Drilling for Chesapeake Energy Corporation’s master development plan could begin sometime before the end of the calendar year, a university official said in an e-mail.
Brian Gutierrez, vice chancellor for finance and administration, wrote in an e-mail that the university views the plan as a positive agreement between campus, Chesapeake and the community.
“Such a plan can serve as an archetype solution for similar situations where urban gas drilling is undertaken,” Gutierrez wrote.
Jerri Robbins, public relations manager for Chesapeake, said the City Council approved most of Chesapeake Energy Corporation’s master development plan for natural gas drilling April 7, which will allow the minerals under campus to be extracted without having a well on school grounds.
Gutierrez wrote that once all the wells in the pooled units begin producing, all land owners in the pooled units will begin receiving revenues. The royalty revenue received by the university will be put in the endowment, he wrote.
While the plan resolved the conflict of the well near campus, some Fort Worth residents feel it puts wells in locations that will be cumbersome for residents in other areas.
Gary Hogan, a candidate for City Council, said Chesapeake used misleading tactics to dupe the residents into signing waivers allowing wells to be drilled near their homes.
“Most of the people were not told that, in signing that waiver, they were agreeing to a well site right across the street from them,” Hogan said.
In order to get the approval of City Council, Chesapeake needed all of the residents within 600 feet of the well sites to sign waivers consenting to the site locations, Hogan said.
However, Joel Burns, councilman for District 9, said the majority of the district’s constituents find the plan to be agreeable.
“The goal for this was to not shift the burden from any one neighborhood to another neighborhood but to lessen the burden and impact of gas drilling on the district as a whole, and I think we accomplished that,” Burns said.
Chesapeake sought the approval of the City Council because the plan includes “high impact wells” which are within 600 feet of houses, Burns said.
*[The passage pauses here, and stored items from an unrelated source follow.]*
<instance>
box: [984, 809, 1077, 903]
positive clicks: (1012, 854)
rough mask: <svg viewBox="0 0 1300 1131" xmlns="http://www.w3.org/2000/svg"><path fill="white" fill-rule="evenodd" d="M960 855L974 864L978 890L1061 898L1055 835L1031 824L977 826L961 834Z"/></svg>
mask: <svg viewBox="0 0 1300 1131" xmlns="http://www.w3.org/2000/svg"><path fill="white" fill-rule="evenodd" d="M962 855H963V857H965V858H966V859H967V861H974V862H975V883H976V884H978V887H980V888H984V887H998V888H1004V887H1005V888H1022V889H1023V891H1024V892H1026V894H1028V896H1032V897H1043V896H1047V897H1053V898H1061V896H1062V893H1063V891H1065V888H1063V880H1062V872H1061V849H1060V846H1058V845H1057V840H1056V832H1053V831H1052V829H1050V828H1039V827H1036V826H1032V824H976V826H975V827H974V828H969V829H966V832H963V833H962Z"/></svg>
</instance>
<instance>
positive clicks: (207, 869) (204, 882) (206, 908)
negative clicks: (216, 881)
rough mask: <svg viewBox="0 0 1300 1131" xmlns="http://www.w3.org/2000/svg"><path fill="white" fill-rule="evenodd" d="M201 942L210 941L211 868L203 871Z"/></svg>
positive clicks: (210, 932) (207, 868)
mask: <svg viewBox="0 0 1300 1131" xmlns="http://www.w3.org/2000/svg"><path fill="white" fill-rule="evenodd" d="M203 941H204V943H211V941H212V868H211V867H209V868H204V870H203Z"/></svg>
Although Chesapeake arrived at the council meeting with the necessary signatures, many of the residents were told either that they were the only ones who had not signed the waivers, or that they were required to sign the waivers after having previously signed the mineral production lease agreements, Hogan said.
Many of the residents in the affected area only spoke Spanish, and once he explained to some of the residents what was happening, they expressed surprise, he said.
“I put out a flier that was written in English and Spanish and tried to explain to those people what was about to come down,” Hogan said, “And the people I actually got to talk to said that was the first thing they had ever gotten in Spanish.”
The wells, set to be located near homes, churches and parks, will bring drastic increases in truck traffic and cause the property value in the area to decrease, Hogan said.
“I’m sorry, but I cannot understand how you can say taking one well away from a highly influential area like TCU and then dumping up to thirty wells in a low-income neighborhood and then say, ‘That’s alright,'” he said. “That’s just wrong.”
Robbins said Hogan’s accusations were inaccurate.
“We had almost a dozen people working in the neighborhoods, and made more than 2,000 points of contact in both English and Spanish,” Robbins said.
Chesapeake made many efforts to inform the community, including by bringing in interpreters and conducting neighborhood meetings, she said.
“We were completely open and honest,” she said.
The approval of the master development plan, also known as the Meerkat Mounds to Seminary Plan, provided permits for the final four of seven wells that were necessary for the plan to go under way, she said.
City Council approved the Merrimac, Santa Fe, Seminary and Structural Steel sites, Robbins said.
Now that Chesapeake has the permits, it can begin preparing pad sites for drilling, but Chesapeake does not yet know when the drilling will begin, she said.